As an alternative, organizations should always report their storage consumption as an aggregation of all unique layers that are stored in the organization. This will cause consumption of all organization summed up to be higher than the actual on-disk storage consumption of the entire registry, which is acceptable given that tenants (organization owners) benefit equally from shared layers. As a result, duplicate manifests in organizations will not cause duplicate storage consumption reporting as shown in the reproducer above. In turn, organization owners can effectively lower their storage consumption by deleting content inside their organization which will be counted against their quota, as a fair consequence of them not being able to use the deleted content anymore. Deleting content will stage the untagged manifest for garbage collection but may be withheld from permanent deletion by Time Machine. In such cases their storage consumption should still be counted agains the respective organization.

This should be implemented in the same way for storage consumption reporting in repositories. They should report an aggregation of all unique layers that are stored inside the repository. As a result the sum of all repositories' reported consumption in an organization will be higher than the actual and reported storage consumption of that organization, which is acceptable since this exposes the organization owners to the benefit of layer sharing. At the same time it attributes the storage consumption at the repository level to the owners of each repository as they benefit equally from the stored layers. This will be important once a repository-level quota cap mechanism is implemented. This is likely going happen, since organizations are in practice shared by several tenants responsible for a distinct set of repositories inside a single organization.

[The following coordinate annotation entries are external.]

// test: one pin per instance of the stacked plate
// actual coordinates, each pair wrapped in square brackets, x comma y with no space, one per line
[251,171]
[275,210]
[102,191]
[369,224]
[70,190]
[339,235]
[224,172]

Likewise, the aggregate sum of all manifest sizes in a repository will be higher than the actual repository level consumption, which is acceptable because it exposes the owner of the repository to the benefits of layer sharing. Repository owners who store software that using a common base image like UBI are not penalized for re-using that base image across repeated builds. And as owners delete content in their repositories they will be fairly attributed to the remaining content's storage consumption but the overall organization's storage might not be reduced by the same amount, if other repositories still share layers with the previously deleted content.

As a consequence, the storage consumption reporting value displays for organizations and repositories in the UI should contain additional hints that they are computed with layer sharing taken into account.

In addition, at the organization level, they should contain information about storage consumption taken up by untagged manifest held for garbage collection by the Time Machine feature and offer the ability to permanently delete those as well.